Neurobiology and experimental psychopathology research
Neurobiological research in adults suggests that abnormalities in frontolimbic networks are associated with many of the features of BPD. However, it is unclear whether these abnormalities are a cause of BPD, an effect of BPD, or are related in some other way.
Findings from the field of experimental psychopathology have not provided clear and consistent findings that explain developmental pathways to BPD. Precursors for BPD
Longitudinal data suggest that most adults with mental illnesses have similar mental state abnormalities (precursors)i that can be traced back to childhood and adolescence. Evidence is emerging that BPD features such as impulsivity, negative affectivity and interpersonal aggression might become established in childhood. A number of precursor signs and symptoms during adolescence have been associated with subsequent onset of BPD:
  • Substance use disorders during adolescence, particularly alcohol use disorders, specifically predict young adult BPD.

  • Disruptive behaviour disorders (including conduct disorder, oppositional defiant disorder, and attention deficit hyperactivity disorder) in childhood or adolescence predict personality disorders, including BPD, in young adulthood.

  • Depression in childhood or adolescence predicts personality disorders, including BPD, in young adulthood.

  • Repetitive deliberate self-harm in children may be a predictor of BPD. Non-specific factors
Evidence from some prospective and retrospective studies suggests that adverse experiences causing biological or psychosocial stress during the first few years of life increase a child’s risk of a range of mental health problems and mental illnesses.
Preventing BPD
The Children in the Community study observed that a reduction in cluster B (including borderline) personality disorder symptoms was independently associated with attendance at schools characterised as ‘high in learning focus’ (i.e. teachers usually return marked homework and most students are interested in achieving high marks).
The Committee determined that there was insufficient evidence to formulate evidence based recommendations on the prevention of BPD. The Committee agreed on the  following considerations:
  • Adolescents and young people with emerging substance use disorders, disruptive behavior disorders, depression or self-harm should receive prompt psychosocial support and treatment as appropriate, because these may be precursors of BPD or another personality disorder.
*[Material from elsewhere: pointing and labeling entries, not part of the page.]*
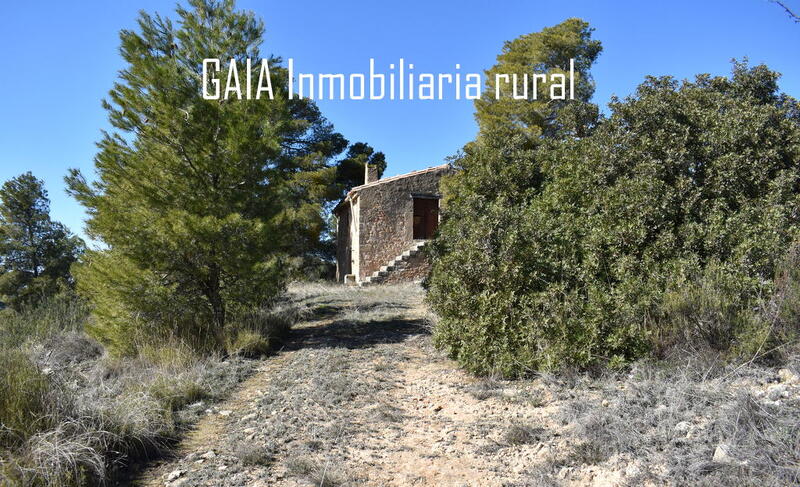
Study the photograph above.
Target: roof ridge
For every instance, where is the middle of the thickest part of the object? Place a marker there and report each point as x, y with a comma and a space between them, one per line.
399, 176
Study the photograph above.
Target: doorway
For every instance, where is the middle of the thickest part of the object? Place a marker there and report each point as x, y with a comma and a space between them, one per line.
426, 217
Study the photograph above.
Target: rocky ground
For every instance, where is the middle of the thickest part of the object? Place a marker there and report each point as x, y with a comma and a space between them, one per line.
359, 397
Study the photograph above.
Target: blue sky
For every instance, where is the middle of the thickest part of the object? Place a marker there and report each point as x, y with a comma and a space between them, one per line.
62, 58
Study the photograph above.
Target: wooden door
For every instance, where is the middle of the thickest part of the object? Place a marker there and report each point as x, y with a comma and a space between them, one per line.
426, 217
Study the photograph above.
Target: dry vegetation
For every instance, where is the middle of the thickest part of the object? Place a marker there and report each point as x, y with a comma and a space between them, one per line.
357, 395
72, 414
360, 397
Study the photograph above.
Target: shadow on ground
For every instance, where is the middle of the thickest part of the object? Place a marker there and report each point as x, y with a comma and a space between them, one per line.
355, 334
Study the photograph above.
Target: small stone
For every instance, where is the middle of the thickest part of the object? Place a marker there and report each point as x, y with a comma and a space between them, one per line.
788, 377
175, 474
682, 428
722, 454
633, 470
777, 391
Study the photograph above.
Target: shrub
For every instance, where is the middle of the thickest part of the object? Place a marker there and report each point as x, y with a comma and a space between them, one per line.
256, 332
573, 252
62, 312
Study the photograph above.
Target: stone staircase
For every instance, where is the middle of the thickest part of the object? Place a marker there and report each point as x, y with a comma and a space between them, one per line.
397, 263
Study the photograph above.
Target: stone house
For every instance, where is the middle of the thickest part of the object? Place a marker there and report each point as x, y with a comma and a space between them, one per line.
383, 225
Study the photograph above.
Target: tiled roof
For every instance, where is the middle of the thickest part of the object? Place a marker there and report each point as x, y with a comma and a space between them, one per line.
388, 180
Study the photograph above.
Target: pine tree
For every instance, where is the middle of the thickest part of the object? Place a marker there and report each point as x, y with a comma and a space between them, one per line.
198, 201
546, 52
35, 252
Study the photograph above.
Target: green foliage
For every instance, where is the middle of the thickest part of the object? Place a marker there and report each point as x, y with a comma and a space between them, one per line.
200, 202
351, 169
35, 252
546, 52
256, 332
62, 312
668, 219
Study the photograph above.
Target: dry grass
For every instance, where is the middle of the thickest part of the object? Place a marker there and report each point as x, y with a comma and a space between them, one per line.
73, 416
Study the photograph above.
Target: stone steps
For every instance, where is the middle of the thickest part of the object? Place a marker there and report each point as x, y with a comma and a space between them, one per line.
397, 263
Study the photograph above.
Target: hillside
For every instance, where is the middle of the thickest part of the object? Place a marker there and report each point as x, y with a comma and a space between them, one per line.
358, 396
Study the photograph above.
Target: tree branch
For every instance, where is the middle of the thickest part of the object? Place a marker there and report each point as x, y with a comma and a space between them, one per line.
789, 12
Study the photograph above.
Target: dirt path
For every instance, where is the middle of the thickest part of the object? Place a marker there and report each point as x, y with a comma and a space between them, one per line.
357, 397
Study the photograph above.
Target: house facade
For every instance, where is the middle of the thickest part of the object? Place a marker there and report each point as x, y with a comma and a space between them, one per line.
383, 225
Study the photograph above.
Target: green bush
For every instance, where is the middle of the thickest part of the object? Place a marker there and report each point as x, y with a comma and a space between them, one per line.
668, 220
63, 312
256, 332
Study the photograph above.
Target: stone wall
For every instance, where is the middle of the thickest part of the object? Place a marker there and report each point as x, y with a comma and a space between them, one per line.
386, 216
415, 269
343, 243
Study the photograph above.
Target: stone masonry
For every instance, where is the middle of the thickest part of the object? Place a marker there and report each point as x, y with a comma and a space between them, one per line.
380, 220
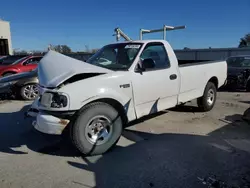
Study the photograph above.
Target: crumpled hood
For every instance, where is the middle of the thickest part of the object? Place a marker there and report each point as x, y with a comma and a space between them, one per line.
55, 68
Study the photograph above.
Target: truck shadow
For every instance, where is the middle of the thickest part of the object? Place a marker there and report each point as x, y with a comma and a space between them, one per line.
175, 160
156, 160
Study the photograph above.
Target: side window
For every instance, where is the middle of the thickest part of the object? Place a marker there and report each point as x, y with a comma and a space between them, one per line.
158, 53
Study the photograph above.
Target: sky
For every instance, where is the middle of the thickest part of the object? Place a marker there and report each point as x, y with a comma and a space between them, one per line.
81, 23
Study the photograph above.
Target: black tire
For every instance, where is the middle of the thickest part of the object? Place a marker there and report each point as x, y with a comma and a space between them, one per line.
81, 138
203, 102
24, 96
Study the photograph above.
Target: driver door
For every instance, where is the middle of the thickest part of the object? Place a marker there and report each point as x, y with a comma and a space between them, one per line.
155, 89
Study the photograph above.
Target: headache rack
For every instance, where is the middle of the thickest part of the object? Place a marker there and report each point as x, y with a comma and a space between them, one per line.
119, 33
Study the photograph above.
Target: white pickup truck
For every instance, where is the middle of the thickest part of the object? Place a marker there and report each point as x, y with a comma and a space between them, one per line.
120, 83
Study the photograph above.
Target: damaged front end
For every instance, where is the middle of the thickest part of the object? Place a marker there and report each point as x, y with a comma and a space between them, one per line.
52, 109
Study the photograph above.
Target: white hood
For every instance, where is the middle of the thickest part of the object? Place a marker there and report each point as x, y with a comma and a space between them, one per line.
54, 68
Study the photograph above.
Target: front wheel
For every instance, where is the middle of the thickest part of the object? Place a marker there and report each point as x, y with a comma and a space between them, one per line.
97, 128
207, 101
  • Given the association between disruption of the process of attachment between infant/child and primary caregivers in early life, and later development of BPD, it is possible that the risk of BPD might be reduced by interventions that improve the chance of organised attachment in infants at risk of attachment difficulties, such as those whose mothers have BPD.

  • Given the evidence that adverse experiences during the first 3–4 years of life increase a child’s risk of a range of mental health problems and mental illnesses, interventions targeting families at risk might help reduce BPD rates as well as rates of other conditions.

Recommendations for population-level interventions to reduce rates of child abuse and neglect (such as social policy to reduce socioeconomic deprivation, or general parenting skills programs to support at-risk families) are outside the scope of this guideline.